After a moment she felt a brush at her hip, and looked down.

It was Michael’s hand, silently offering a handkerchief.

She smiled sadly, shook her head, and accepted it.

*

She found the captain at the ship, as she had expected. He was working day and night with the ship’s carpenter and the master of the drying-sheds, striving to find some way to repurpose the coal burners there to the generation of hot air for lift. Though all agreed it should be possible, the practicalities of the task had proved troublesome.

As soon as he noticed her presence, the captain turned from his work. “Miss Ashby,” he said, bowing.

“Captain,” she replied with a curtsey. “I … I was wondering…” Her heart, she realized, was hammering in her breast. How could she be so nervous? She swallowed, straightened, took a breath. “I was wondering if I might have a word with you. A word in private.”

“Of course.” He made his excuses and led her up the gangplank.

How familiar these lower decks were, and yet how strange! Only two weeks ago Diana had been her home, her place of work, her whole world. Now Arabella had departed from the ship and returned to her family home, leaving her to realize just how truly extraordinary her months aboard had been. Yet her home, too, and seemingly the whole planet Mars, had been entirely transformed, leaving her with no place she could truly call her own. In a sense, Diana was now the only home she had.

As she ascended a ladder, she ran her hand along the rail beside it. How many times had she waxed this handrail? How many others had waxed it before her, and since?

She brought the hand to her nose and breathed in. Khoresh-wood and wax; brass and gunpowder. Charcoal. The sweat of honest airmen.

She continued up the ladder to the great cabin.

*

The captain closed the cabin door behind himself, clasping his hands behind his back and straightening as he had done so many times before. “I must thank you again for your continued hospitality, Miss Ashby,” he said. “The men send their best regards as well.”

“You are welcome, sir, for as long as you wish to stay.”

Her heart still pounded as though she had run a mile—a hard mile across the desert at night. She had, she told herself, no right to be so anxious.

It was a simple enough request, though highly unconventional.

The worst he could do would be to say no.

She had faced kidnap, battle, mutiny, and insurrection. She could face this.

“Sir, I…” She swallowed, took a breath, began again. “You know that I hold you in the very highest regard.”

“As do I you, Miss Ashby.”

For some perverse reason that encouraging statement made it even harder to continue. “I have never met,” she managed after a pause, “a man so intelligent, so brave, so steadfast. I have seen you guide this ship through every manner of crisis without ever once losing your aplomb, never mind your temper. And, despite my … necessary deception, with regard to my sex, you have never failed to treat me with any thing less than honor and respect.”

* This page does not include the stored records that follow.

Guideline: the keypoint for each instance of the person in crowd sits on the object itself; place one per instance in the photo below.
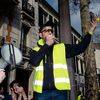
(17, 92)
(2, 75)
(1, 92)
(51, 76)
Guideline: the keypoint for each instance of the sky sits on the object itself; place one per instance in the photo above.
(75, 18)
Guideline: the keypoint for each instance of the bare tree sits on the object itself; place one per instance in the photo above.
(90, 70)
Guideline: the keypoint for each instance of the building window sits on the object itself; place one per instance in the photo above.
(24, 32)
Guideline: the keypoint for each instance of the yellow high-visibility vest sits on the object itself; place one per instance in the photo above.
(60, 70)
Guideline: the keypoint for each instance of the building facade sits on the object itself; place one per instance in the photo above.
(20, 27)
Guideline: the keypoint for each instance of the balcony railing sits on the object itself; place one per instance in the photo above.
(7, 3)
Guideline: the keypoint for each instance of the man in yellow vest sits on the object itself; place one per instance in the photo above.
(51, 78)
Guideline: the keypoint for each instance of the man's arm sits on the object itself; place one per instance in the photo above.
(2, 75)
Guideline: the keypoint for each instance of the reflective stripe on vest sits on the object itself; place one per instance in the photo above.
(61, 76)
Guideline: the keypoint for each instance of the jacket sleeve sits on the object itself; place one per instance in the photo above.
(37, 56)
(75, 49)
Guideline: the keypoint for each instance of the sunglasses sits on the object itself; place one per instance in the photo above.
(47, 30)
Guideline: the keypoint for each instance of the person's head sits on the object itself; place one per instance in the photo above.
(46, 29)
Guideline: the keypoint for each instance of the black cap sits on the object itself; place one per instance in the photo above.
(48, 23)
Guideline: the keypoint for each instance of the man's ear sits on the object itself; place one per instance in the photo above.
(40, 34)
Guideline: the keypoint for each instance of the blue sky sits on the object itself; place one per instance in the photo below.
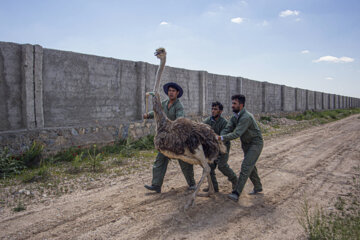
(311, 44)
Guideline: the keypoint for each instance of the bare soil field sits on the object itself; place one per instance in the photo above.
(317, 164)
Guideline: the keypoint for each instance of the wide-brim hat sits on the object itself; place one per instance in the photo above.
(174, 85)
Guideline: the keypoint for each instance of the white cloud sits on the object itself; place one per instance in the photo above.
(265, 23)
(334, 59)
(244, 3)
(237, 20)
(287, 13)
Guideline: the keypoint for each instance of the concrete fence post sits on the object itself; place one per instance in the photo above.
(263, 102)
(38, 80)
(141, 88)
(203, 92)
(307, 100)
(27, 79)
(282, 104)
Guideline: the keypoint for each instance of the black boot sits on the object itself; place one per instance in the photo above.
(153, 188)
(207, 190)
(255, 191)
(234, 196)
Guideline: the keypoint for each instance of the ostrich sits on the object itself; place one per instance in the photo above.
(183, 139)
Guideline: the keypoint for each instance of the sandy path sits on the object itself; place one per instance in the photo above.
(317, 163)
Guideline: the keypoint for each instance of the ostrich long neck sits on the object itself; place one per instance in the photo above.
(159, 73)
(160, 117)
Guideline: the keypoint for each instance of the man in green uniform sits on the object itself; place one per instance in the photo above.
(243, 125)
(218, 123)
(173, 109)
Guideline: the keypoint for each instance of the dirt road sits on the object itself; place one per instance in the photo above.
(317, 163)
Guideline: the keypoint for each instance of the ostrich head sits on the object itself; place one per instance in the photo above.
(161, 54)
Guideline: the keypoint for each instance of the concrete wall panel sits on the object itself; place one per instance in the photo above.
(10, 86)
(310, 100)
(318, 101)
(253, 93)
(300, 99)
(81, 89)
(289, 99)
(325, 101)
(272, 97)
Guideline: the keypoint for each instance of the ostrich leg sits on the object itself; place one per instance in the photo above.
(199, 154)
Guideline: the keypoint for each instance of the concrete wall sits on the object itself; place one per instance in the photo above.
(253, 92)
(272, 97)
(331, 101)
(310, 100)
(301, 99)
(325, 101)
(44, 90)
(11, 63)
(288, 99)
(318, 101)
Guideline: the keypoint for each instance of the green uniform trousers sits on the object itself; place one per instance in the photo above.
(224, 167)
(248, 168)
(160, 166)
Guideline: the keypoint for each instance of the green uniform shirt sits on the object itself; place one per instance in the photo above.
(243, 125)
(175, 111)
(218, 126)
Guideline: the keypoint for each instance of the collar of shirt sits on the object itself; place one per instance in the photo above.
(167, 103)
(237, 115)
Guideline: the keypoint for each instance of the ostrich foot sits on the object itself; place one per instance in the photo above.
(204, 194)
(190, 202)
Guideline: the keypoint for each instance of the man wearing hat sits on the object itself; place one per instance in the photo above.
(173, 109)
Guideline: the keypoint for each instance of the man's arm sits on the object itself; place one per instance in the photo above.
(179, 111)
(228, 128)
(241, 127)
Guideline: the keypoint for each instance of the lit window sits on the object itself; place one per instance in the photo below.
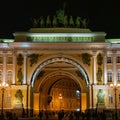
(0, 75)
(119, 98)
(109, 60)
(110, 98)
(1, 60)
(109, 76)
(118, 59)
(9, 60)
(9, 76)
(118, 75)
(78, 93)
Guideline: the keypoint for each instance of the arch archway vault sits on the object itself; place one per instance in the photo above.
(42, 92)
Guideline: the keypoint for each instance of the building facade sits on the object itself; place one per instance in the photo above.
(59, 68)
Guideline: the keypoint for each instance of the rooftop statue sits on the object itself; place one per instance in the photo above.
(60, 19)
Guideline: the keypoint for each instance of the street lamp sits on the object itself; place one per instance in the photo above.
(115, 86)
(3, 87)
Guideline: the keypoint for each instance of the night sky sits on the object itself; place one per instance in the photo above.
(102, 15)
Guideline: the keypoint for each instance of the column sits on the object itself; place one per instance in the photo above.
(14, 67)
(25, 68)
(105, 67)
(114, 67)
(4, 66)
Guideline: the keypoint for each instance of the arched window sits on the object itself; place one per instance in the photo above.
(109, 76)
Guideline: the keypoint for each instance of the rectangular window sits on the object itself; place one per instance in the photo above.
(109, 60)
(1, 60)
(109, 76)
(110, 99)
(9, 60)
(118, 59)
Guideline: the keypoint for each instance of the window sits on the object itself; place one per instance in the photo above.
(119, 98)
(10, 60)
(0, 75)
(109, 76)
(9, 76)
(118, 75)
(109, 60)
(118, 59)
(110, 98)
(1, 60)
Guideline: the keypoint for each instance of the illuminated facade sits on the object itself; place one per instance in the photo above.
(59, 68)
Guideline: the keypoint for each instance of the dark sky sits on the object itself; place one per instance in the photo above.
(102, 15)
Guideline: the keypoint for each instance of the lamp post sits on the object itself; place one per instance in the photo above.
(3, 87)
(115, 86)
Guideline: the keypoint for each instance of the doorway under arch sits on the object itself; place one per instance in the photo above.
(57, 83)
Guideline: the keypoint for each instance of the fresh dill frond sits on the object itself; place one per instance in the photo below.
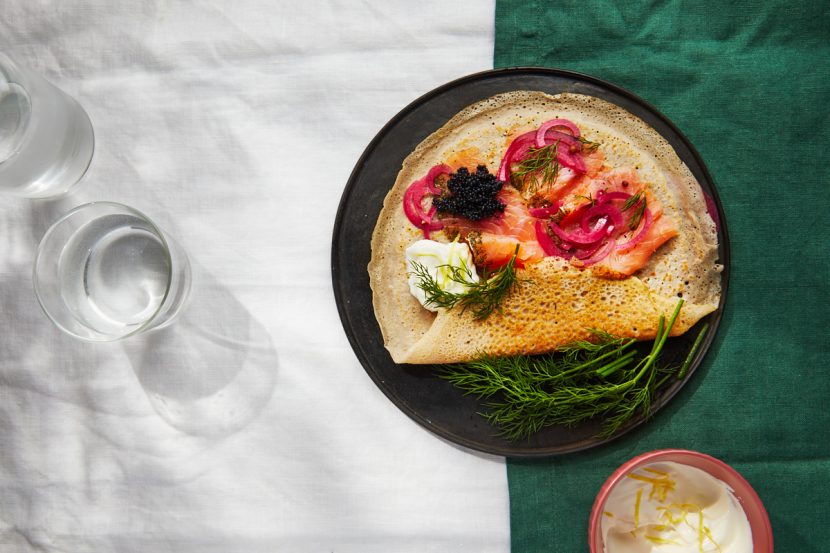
(603, 377)
(482, 297)
(539, 168)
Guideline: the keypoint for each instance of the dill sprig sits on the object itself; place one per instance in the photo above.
(603, 377)
(482, 297)
(638, 202)
(539, 167)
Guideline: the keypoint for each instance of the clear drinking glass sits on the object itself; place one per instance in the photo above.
(105, 271)
(46, 138)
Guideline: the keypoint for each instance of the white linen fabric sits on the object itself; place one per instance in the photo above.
(248, 425)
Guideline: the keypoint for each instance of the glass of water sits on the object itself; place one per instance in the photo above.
(105, 271)
(46, 138)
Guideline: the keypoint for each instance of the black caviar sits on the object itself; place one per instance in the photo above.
(470, 195)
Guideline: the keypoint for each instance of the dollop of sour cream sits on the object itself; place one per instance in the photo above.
(438, 258)
(669, 507)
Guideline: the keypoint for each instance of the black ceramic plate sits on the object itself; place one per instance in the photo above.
(429, 400)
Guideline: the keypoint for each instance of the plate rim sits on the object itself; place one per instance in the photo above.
(517, 450)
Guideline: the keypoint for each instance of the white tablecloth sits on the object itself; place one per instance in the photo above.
(249, 426)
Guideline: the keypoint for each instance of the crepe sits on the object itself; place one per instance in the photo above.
(556, 302)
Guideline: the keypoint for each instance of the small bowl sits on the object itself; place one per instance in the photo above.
(746, 496)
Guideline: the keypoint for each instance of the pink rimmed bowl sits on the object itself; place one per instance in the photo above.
(753, 507)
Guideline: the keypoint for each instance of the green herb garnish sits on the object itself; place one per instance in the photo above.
(604, 377)
(483, 297)
(540, 166)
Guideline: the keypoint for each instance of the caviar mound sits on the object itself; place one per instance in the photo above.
(471, 195)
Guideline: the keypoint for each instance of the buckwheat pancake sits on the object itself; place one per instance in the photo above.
(558, 301)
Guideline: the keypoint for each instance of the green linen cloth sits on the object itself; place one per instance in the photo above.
(748, 83)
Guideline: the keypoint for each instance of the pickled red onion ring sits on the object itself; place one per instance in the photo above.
(606, 210)
(545, 212)
(414, 196)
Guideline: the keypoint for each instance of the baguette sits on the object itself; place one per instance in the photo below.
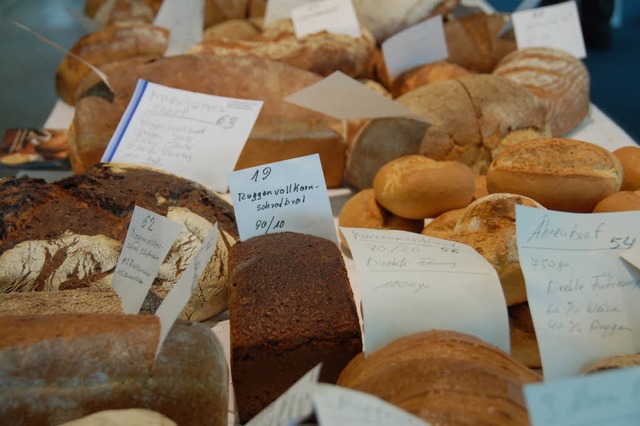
(57, 368)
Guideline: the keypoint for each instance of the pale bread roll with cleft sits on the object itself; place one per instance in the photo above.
(561, 174)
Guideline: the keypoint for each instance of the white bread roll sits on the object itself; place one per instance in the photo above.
(561, 174)
(417, 187)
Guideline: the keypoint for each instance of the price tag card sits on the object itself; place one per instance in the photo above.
(149, 238)
(337, 406)
(184, 20)
(181, 131)
(609, 398)
(182, 290)
(417, 45)
(556, 26)
(344, 98)
(288, 195)
(583, 297)
(293, 405)
(280, 9)
(412, 283)
(334, 16)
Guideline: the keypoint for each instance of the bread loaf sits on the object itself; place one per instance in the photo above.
(554, 76)
(68, 235)
(287, 129)
(561, 174)
(290, 308)
(629, 156)
(417, 187)
(471, 119)
(446, 378)
(363, 211)
(56, 368)
(112, 43)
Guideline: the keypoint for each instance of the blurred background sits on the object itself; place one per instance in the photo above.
(27, 76)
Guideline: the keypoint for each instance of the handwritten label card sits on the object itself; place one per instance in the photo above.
(337, 406)
(181, 132)
(182, 290)
(293, 405)
(334, 16)
(288, 195)
(412, 283)
(344, 98)
(417, 45)
(556, 26)
(184, 20)
(609, 398)
(149, 238)
(583, 297)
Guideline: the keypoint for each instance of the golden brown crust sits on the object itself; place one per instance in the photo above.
(629, 156)
(417, 187)
(561, 174)
(556, 77)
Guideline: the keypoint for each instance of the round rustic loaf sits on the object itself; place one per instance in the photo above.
(418, 187)
(619, 202)
(489, 226)
(629, 156)
(554, 76)
(363, 211)
(561, 174)
(444, 377)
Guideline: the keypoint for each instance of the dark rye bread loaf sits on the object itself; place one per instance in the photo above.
(291, 307)
(56, 368)
(68, 234)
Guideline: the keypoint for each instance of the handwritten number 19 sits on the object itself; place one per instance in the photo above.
(148, 222)
(264, 173)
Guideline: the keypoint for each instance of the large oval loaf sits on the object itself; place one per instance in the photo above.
(561, 174)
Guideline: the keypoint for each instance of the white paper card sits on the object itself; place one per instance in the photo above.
(182, 290)
(344, 98)
(609, 398)
(412, 283)
(337, 406)
(149, 238)
(288, 195)
(280, 9)
(632, 256)
(184, 20)
(583, 297)
(417, 45)
(334, 16)
(293, 405)
(556, 26)
(182, 132)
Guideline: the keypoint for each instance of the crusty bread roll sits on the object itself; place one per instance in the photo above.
(473, 41)
(363, 211)
(322, 53)
(417, 187)
(446, 378)
(629, 156)
(57, 368)
(561, 174)
(556, 77)
(116, 42)
(471, 119)
(620, 201)
(489, 226)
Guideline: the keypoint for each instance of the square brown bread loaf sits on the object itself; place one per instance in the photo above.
(291, 307)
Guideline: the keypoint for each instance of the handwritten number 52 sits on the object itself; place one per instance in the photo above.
(148, 222)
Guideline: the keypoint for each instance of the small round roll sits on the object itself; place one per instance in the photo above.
(561, 174)
(418, 187)
(629, 156)
(363, 211)
(622, 201)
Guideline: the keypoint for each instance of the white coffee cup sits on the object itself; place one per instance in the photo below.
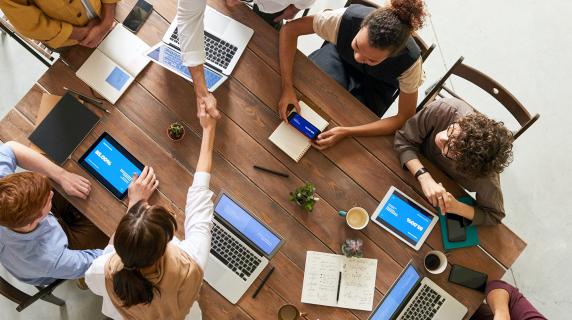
(357, 218)
(435, 262)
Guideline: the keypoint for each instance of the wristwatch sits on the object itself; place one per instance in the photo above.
(421, 171)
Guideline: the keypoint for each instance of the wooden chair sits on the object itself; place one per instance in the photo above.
(24, 300)
(489, 85)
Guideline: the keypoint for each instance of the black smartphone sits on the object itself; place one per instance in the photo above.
(456, 231)
(303, 125)
(468, 278)
(137, 16)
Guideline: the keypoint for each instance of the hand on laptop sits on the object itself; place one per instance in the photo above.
(288, 98)
(74, 185)
(288, 13)
(435, 192)
(143, 186)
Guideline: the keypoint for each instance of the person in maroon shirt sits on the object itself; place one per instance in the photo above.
(505, 302)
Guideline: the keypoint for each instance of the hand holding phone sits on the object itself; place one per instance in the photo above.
(303, 125)
(468, 278)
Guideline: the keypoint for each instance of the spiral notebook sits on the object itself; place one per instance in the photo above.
(290, 140)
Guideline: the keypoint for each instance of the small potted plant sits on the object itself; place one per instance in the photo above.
(305, 196)
(353, 248)
(176, 131)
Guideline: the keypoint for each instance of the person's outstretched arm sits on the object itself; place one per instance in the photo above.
(199, 206)
(73, 184)
(190, 24)
(287, 50)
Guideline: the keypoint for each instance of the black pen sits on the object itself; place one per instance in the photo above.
(96, 102)
(262, 282)
(339, 283)
(285, 175)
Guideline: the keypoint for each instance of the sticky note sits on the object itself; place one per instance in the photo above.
(117, 78)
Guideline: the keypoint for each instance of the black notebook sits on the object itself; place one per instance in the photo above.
(64, 128)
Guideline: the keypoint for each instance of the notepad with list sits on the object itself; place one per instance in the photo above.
(356, 284)
(113, 66)
(290, 140)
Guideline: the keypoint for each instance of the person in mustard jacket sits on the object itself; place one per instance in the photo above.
(61, 23)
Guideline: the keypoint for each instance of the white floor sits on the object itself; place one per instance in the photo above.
(523, 44)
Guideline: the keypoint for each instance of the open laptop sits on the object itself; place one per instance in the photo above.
(413, 296)
(241, 247)
(225, 41)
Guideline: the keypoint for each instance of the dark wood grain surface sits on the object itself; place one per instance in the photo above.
(355, 172)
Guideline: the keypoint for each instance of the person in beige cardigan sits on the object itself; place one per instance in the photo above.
(148, 273)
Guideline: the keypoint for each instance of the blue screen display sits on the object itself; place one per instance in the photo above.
(396, 295)
(303, 125)
(256, 232)
(112, 165)
(404, 218)
(172, 58)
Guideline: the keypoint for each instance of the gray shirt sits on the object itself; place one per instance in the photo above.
(418, 136)
(41, 256)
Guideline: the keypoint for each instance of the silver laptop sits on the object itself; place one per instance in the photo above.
(241, 247)
(413, 296)
(225, 40)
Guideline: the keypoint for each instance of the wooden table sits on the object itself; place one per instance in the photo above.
(356, 171)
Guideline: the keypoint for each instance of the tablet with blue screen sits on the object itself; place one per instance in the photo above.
(111, 165)
(404, 218)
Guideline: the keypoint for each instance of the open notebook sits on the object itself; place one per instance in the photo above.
(290, 140)
(115, 63)
(325, 272)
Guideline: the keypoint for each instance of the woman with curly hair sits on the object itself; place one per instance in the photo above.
(370, 52)
(468, 146)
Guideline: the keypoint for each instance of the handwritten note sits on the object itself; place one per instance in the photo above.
(321, 277)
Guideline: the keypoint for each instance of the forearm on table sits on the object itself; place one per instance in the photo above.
(206, 154)
(288, 43)
(199, 82)
(34, 161)
(498, 300)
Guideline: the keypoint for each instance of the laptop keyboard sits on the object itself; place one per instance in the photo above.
(425, 305)
(232, 253)
(218, 51)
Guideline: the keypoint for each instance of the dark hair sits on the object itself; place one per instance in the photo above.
(482, 147)
(140, 240)
(22, 197)
(389, 27)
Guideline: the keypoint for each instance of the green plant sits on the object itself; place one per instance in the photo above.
(305, 196)
(353, 248)
(176, 131)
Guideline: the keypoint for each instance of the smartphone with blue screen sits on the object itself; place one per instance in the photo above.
(303, 125)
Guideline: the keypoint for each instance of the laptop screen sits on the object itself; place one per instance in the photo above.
(258, 234)
(393, 299)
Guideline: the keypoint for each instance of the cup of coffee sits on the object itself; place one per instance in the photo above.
(435, 262)
(356, 218)
(289, 312)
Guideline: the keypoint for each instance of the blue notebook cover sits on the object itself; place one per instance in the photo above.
(472, 237)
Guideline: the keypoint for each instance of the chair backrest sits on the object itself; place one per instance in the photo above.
(487, 84)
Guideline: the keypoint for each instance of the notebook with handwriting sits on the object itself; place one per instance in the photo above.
(322, 278)
(290, 140)
(113, 66)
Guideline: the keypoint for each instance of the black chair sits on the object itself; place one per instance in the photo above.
(486, 83)
(24, 300)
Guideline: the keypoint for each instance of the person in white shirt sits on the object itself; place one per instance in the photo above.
(147, 273)
(190, 24)
(276, 11)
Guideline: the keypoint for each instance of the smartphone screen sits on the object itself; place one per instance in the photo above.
(137, 16)
(468, 278)
(456, 231)
(303, 125)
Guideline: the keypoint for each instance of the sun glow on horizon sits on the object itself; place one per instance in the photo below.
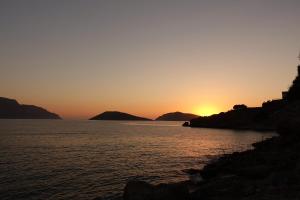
(206, 110)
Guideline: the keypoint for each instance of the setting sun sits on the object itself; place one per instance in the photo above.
(206, 110)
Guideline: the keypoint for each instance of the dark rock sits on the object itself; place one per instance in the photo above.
(140, 190)
(11, 109)
(177, 116)
(239, 107)
(186, 124)
(115, 115)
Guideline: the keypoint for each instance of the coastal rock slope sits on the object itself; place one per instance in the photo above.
(176, 116)
(11, 109)
(115, 115)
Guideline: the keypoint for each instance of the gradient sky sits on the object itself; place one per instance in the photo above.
(80, 58)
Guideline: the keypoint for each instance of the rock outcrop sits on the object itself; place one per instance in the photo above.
(176, 116)
(11, 109)
(115, 115)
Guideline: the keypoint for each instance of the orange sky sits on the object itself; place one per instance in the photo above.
(79, 59)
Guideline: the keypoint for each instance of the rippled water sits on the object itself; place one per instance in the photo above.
(59, 159)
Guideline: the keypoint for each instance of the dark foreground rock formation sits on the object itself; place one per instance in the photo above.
(114, 115)
(11, 109)
(176, 116)
(267, 117)
(271, 171)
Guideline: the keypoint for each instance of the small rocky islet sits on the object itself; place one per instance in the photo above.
(270, 171)
(116, 115)
(176, 116)
(11, 109)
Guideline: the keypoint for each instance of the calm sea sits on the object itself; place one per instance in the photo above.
(60, 159)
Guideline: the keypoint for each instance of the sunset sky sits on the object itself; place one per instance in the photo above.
(80, 58)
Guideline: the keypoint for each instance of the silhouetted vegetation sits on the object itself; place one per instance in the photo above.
(294, 91)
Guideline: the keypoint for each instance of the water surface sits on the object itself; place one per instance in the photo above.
(60, 159)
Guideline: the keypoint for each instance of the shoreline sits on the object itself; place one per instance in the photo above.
(269, 171)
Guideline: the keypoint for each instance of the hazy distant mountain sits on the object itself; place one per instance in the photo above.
(115, 115)
(11, 109)
(177, 116)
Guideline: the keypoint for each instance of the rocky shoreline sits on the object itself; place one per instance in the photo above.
(270, 171)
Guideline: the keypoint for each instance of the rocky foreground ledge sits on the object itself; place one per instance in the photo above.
(270, 171)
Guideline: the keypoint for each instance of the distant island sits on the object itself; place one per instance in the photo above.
(269, 171)
(176, 116)
(270, 116)
(115, 115)
(11, 109)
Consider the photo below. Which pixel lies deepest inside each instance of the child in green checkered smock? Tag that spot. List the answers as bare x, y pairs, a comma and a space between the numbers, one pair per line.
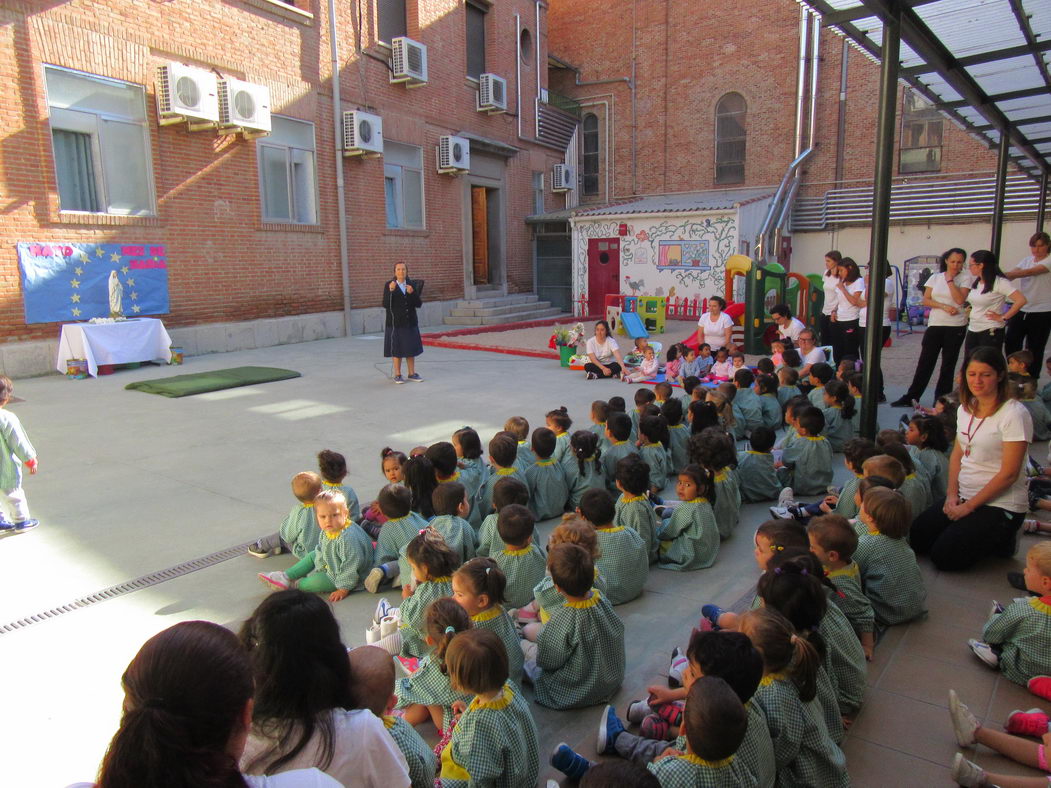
428, 688
689, 537
582, 465
804, 752
623, 560
889, 573
495, 741
716, 723
580, 650
1021, 636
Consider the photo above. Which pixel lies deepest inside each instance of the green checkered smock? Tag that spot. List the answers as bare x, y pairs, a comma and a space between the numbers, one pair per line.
727, 505
851, 599
414, 610
580, 651
689, 539
636, 512
523, 568
420, 759
1024, 633
498, 621
804, 754
891, 578
493, 744
548, 489
759, 480
623, 562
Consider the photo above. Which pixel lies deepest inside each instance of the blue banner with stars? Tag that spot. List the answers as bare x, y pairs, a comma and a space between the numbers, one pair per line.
71, 282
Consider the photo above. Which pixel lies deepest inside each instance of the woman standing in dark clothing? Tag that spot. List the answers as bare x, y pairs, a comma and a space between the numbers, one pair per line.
402, 298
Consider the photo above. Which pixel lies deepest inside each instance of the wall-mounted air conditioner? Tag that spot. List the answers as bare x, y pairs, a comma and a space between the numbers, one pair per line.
492, 94
408, 62
363, 133
454, 154
187, 94
244, 107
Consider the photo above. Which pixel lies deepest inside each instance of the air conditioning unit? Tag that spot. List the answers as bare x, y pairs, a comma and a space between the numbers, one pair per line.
492, 94
561, 178
408, 62
187, 94
454, 154
244, 107
363, 133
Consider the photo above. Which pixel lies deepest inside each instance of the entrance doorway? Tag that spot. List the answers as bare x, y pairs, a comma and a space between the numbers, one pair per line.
603, 272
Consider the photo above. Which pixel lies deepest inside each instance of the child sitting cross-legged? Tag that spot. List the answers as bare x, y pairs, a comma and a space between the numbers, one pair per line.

He bowed. “It was, I assure you, far less than you deserved. Your own intelligence and, especially, creativity are far in excess of my own. You have found solutions to problems of navigation and, dare I say, administration that I can imagine no other man … no man, I should say, could have conceived. Your handling of the mutinous Binion resolved the mutiny without the loss of a single additional life. And as to bravery, your simple presence in the crew from day to day speaks to a degree of bravery that most men never find within themselves even in battle.”

She would not cry. She would not cry. “Captain Singh,” she began, then paused.

He looked at her, his deep brown eyes so calm and intense.

“I … I know this is … quite an extraordinary request to make. But my, my … situation, is quite extraordinary.” She stopped again, took a breath, then spat out, all in a rush, “Would you be so kind as to do me the honor of becoming my husband?”

He raised one eyebrow. Then the other.

“I—” He paused and looked away.

Somewhere among her many strong emotions, Arabella found a tiny particle of pride that she had managed to crack the captain’s inviolable composure.

He stared out the window for a long time, contemplating the house, the rolling sands, the stands of khoresh-trees. Every thing that could be seen from this window, all the way to the rocky horizon, was part of Woodthrush Woods.

“As you know,” he said at last, “it was because of a … refusal of betrothal that I found myself in the Honorable Mars Company in the first place.” He had not turned to face her.